Я постучал в дверь Андрея, тихо, будто втайне. Рядом был громкий звонок, но я почему то постучал. Дверь так же тихо открылась.
– Я ждал тебя, – сказал он сразу. – Приготовься слышать странные новости. Даже лучше сядь, наверное.
– Чего там, – мне было весело.
– Вокруг шпионы, – сказал Андрей голосом простуженного советского диктора.
– Ты здоров? – спросил я неласково.
– Джордж, я абсолютно серьезно. Этот дом под наблюдением где-то две недели, с того самого дня. Здесь странно стало жить, по ночам – воют, днем – разборки, рисунки на стенах вот всякие… Он показал на перевернутый крест на стене.
– Посмотри на это, – сказал он тихо. Перевернутый крест, ну и что. Был бы не перевернутый, было бы так же интересно.
– Это сатанинский герб, – сказал он с серьезным видом.
– Я в курсе, конечно. Ну и что?
– Здесь происходят непонятные вещи, Джордж. Район Бронной облюбовали сатаники, их здесь много бывает, особенно по ночам. Это очень внезапно началось – но теперь это постоянно.
– А что же власти?..
– Что с ними сделаешь? Скажут – обычные молодежные тусовки, как рейверы. Произошло это очень внезапно, но это не все. Они искали здесь тебя, вот что самое странное. Два таких чудища, они были здесь, и спрашивали о тебе. Очень интересовались, было видно. Наверно, вокруг их посты.

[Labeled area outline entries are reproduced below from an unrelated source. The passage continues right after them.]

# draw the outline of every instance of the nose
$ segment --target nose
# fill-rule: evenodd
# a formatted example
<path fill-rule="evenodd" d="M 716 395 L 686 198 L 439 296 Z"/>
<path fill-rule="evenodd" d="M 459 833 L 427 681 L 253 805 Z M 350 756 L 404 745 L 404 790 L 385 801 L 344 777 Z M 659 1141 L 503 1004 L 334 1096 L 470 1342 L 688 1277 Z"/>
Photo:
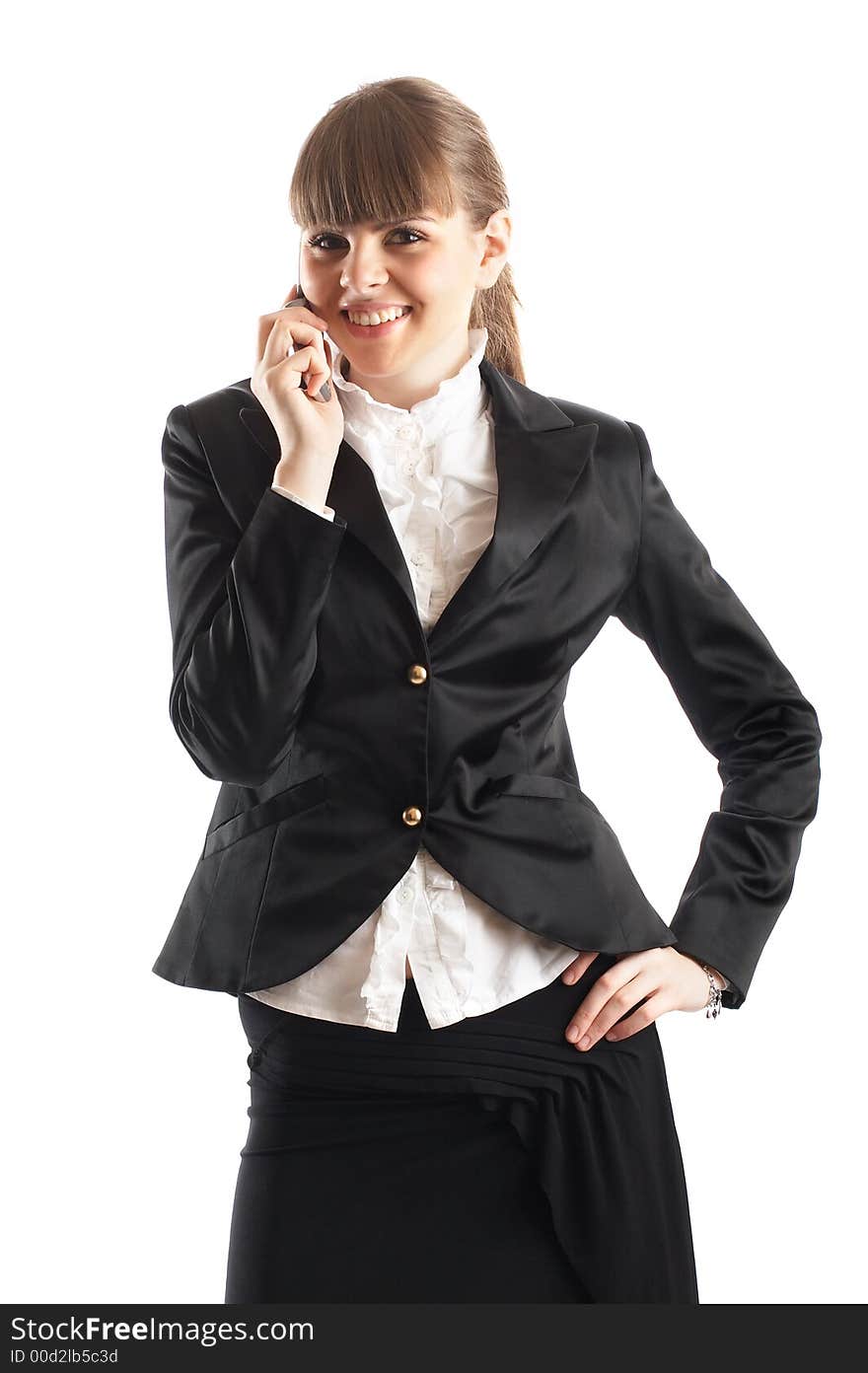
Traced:
<path fill-rule="evenodd" d="M 382 247 L 376 243 L 358 243 L 347 250 L 341 272 L 341 287 L 352 295 L 368 295 L 389 280 Z"/>

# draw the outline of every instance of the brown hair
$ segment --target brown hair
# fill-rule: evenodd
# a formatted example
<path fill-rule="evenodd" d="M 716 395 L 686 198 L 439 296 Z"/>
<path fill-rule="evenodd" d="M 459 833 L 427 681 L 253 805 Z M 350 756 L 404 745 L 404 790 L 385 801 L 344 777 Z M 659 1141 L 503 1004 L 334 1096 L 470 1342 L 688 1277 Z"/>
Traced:
<path fill-rule="evenodd" d="M 360 224 L 464 209 L 481 229 L 510 205 L 482 119 L 427 77 L 369 81 L 330 106 L 302 144 L 290 184 L 297 224 Z M 515 320 L 521 305 L 507 262 L 478 290 L 468 328 L 489 331 L 485 357 L 525 382 Z"/>

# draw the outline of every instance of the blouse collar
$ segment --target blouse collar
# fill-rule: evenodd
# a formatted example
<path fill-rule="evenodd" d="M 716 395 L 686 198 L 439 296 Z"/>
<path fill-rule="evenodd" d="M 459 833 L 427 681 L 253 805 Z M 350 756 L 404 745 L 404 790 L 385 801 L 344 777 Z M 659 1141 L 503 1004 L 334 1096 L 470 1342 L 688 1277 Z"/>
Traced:
<path fill-rule="evenodd" d="M 374 435 L 385 443 L 407 439 L 433 442 L 453 430 L 468 428 L 488 408 L 488 387 L 479 372 L 486 343 L 485 327 L 468 330 L 467 361 L 453 376 L 446 376 L 439 383 L 434 395 L 416 401 L 409 409 L 376 401 L 364 387 L 347 382 L 341 371 L 345 353 L 338 349 L 332 358 L 332 380 L 338 387 L 345 422 L 354 432 Z"/>

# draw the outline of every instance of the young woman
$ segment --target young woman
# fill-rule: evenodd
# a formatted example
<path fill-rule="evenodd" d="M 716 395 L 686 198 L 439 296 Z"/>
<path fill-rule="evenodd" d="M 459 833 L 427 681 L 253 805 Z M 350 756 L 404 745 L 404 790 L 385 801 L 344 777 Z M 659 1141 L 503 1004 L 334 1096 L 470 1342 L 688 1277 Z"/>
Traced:
<path fill-rule="evenodd" d="M 442 86 L 339 100 L 251 378 L 168 419 L 170 713 L 222 785 L 154 971 L 250 1046 L 227 1302 L 699 1300 L 655 1022 L 743 1004 L 821 736 L 643 430 L 525 384 L 507 206 Z M 611 615 L 724 781 L 670 924 L 564 724 Z"/>

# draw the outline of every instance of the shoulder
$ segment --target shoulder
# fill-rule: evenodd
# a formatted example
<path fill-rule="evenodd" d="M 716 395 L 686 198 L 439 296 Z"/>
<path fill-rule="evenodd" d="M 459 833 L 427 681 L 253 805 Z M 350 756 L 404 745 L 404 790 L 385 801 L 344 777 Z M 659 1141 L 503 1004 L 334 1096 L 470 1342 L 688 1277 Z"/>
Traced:
<path fill-rule="evenodd" d="M 567 401 L 560 395 L 547 395 L 547 401 L 556 405 L 559 411 L 573 420 L 573 424 L 596 424 L 599 430 L 597 448 L 617 448 L 636 452 L 636 434 L 637 428 L 630 420 L 624 419 L 619 415 L 611 415 L 608 411 L 595 409 L 592 405 L 584 405 L 581 401 Z"/>
<path fill-rule="evenodd" d="M 258 401 L 250 390 L 250 378 L 242 378 L 221 386 L 216 391 L 196 395 L 184 401 L 183 405 L 173 406 L 174 411 L 185 411 L 196 428 L 210 428 L 216 423 L 233 422 L 244 406 L 258 406 Z"/>

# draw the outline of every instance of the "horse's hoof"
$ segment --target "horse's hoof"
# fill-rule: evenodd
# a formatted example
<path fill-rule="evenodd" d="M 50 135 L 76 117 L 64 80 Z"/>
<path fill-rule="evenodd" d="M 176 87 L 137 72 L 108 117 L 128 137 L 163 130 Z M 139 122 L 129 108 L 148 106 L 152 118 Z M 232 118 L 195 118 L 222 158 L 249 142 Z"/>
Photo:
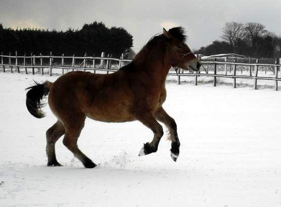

– Ну это уж совсем бред, – ответил я. Загадочно: получается, вся эта активность началась еще до начала игры с Даэмоном, но имела к нему отношение, несомненно.
– Где Алина? – спросил я быстро. Он замолчал.
– Алина… Алина умерла. Я молча сел, ничего не соображая.
– Как? Я думал, тебе передали в Питер.
– Я был в Эстонии.
– Ах, да, в Эстонии… Алина погибла, нелепо очень. На улице.
– Катастрофа?
– На нее наехал КАМАЗ. Алина была не в себе, она где-то неделю до этого гуляла с каким-то ублюдком, не то скинхедом, не то бандитом… Я поднял глаза. Она тоже?..
– Джордж, как же ты не знал. Алина не встречалась ни с кем из наших, однажды только зашла ко мне, где-то за день. Она сказала, что у нее новый друг, и это серьезно, что она бросает прежнюю жизнь, что в церковь ходить нельзя… И погибла так нелепо.
– Ты знаешь, где она похоронена?
– Не знаю. Джордж, уходи отсюда, тебе нельзя здесь быть. Они ищут тебя.
Он продолжал что-то говорить, а я вышел от него, качаясь. И ничего не слышал, но ее голос звучал для меня. Вот она, та самая улица, где мы были с ней не раз, и теперь ее у меня отняли… отняли… Я стоял на высокой скале, вокруг меня вилась разломная щель, злая, живая, она описывала круг, отсекая меня от всего, что было когда-то мило и дорого. Незачем идти к остальным, понял я, этот город для меня потерян. Впрочем… не смерть Алины, а ее измена была мне всего важнее. Она оставила меня… вряд ли что-то держало меня теперь на земле. На Смоленской площади я купил шарики, как в детстве. Красные. И пошел себе дальше, не знаю куда…
К чему утомлять читателя невнятными подробностями трех темных дней, проведенных мною в Москве – если ничего, собственно, не произошло. Мне было где остановиться, мои знакомые вспомнили меня, но никакого участия в моей судьбе не испытали, да я им и не предлагал. Я больше спал. Только вечером третьего дня почувствовал себя в норме (или почти) и решил уезжать в Питер.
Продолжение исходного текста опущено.